Affaire Snowden: le DFAE demande des précisions aux Etats-Unis

Le Ministère public de la Confédération (MPC) a connaissance de diverses enquêtes menées par des Etats étrangers en Suisse. "Diverses clarifications" sont en cours à ce sujet, a-t-il indiqué mardi à l'ats, revenant sur une information du quotidien "Le Temps".

Le MPC ne peut toutefois ouvrir une procédure que lorsqu'il a un "soupçon initial fondé", a-t-il précisé. Il a en outre besoin d'une autorisation du Conseil fédéral pour pouvoir enquêter sur des activités économiques interdites de la part de services de renseignements étrangers.

De son côté, le Département fédéral des affaires étrangères (DFAE) avait indiqué lundi soir avoir "demandé dans un courrier diplomatique adressé à l’ambassade des Etats-Unis à Berne des éclaircissements sur cette affaire".

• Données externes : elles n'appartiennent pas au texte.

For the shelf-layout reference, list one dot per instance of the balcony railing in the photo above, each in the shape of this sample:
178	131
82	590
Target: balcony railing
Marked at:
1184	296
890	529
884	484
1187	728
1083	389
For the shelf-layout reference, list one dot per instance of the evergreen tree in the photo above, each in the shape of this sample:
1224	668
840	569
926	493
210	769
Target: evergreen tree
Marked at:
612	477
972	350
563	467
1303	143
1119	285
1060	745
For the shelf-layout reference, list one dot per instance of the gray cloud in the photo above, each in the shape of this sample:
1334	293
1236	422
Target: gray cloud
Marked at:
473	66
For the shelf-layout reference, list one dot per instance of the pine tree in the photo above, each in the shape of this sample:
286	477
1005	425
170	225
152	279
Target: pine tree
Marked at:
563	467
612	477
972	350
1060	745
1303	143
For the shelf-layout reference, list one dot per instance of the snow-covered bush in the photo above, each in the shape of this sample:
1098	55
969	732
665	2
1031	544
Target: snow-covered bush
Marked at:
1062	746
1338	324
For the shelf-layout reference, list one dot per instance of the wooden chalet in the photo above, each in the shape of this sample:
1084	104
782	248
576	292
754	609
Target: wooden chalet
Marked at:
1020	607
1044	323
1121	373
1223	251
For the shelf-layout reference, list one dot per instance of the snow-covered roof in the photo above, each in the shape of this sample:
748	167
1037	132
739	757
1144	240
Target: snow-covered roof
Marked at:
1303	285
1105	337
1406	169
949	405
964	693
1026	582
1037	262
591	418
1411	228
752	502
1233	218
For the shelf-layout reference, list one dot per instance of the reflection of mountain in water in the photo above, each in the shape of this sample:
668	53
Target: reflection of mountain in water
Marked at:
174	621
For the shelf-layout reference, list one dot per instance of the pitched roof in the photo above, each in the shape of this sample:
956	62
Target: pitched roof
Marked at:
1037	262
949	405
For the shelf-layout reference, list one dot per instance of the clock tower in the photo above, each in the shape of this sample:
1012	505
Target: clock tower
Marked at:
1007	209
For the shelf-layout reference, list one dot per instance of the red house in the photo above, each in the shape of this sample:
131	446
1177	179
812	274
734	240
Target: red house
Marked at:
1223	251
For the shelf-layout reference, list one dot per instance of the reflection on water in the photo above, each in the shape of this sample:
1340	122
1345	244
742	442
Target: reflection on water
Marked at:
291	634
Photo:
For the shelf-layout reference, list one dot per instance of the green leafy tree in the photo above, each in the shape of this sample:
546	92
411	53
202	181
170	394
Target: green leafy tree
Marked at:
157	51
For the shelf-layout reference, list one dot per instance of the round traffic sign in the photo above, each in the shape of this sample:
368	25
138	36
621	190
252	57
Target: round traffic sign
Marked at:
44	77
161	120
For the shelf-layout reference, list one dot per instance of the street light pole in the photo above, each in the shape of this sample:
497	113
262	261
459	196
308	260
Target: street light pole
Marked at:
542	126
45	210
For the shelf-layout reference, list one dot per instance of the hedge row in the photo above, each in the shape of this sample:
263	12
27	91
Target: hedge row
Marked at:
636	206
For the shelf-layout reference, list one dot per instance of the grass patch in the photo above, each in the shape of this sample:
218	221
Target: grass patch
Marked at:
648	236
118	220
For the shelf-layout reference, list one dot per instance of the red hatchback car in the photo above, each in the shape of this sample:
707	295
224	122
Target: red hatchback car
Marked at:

Violation de la Convention de Vienne

Interrogé par plusieurs médias, le conseiller fédéral Didier Burkhalter s'est déclaré "surpris" par ces révélations. Si ces informations sont confirmées, il s'agirait d'une "violation de la Convention de Vienne" sur les relations diplomatiques, a-t-il relevé.

En vertu de cette convention, la Confédération "attend des membres des missions diplomatiques" en poste en Suisse "qu'ils respectent les lois et règlements de l'Etat de résidence", a précisé le DFAE.

Banquier saoulé

Dans une interview au quotidien britannique "The Guardian", Edward Snowden, l'employé d'un sous-traitant de l'Agence de sécurité nationale (NSA) à l'origine des fuites sur le programme américain de surveillance des communications avait avoué avoir travaillé un certain temps à Genève pour le compte de la CIA.

L'ancien agent y raconte notamment l'incident qui a été fondateur de sa prise de conscience. Il explique avoir saoulé un banquier suisse pour le piéger et finalement faciliter son recrutement afin de soutirer des informations bancaires secrètes.Le DFAE a confirmé lundi que M. Snowden a exercé la fonction d’attaché au sein de la Mission permanente des Etats-Unis auprès de l’ONU à Genève de mars 2007 à février 2009.

Intérêt russe

Par ailleurs, le Service de renseignement de la Confédération (SRC) n'a pour le moment aucune base légale pour agir pour la protection de la place financière, a déclaré son porte-parole Felix Endrich.

De son côté, la Russie est prête à examiner une demande d'asile d'Edward Snowden, a indiqué le porte-parole du Kremlin au quotidien "Kommersant".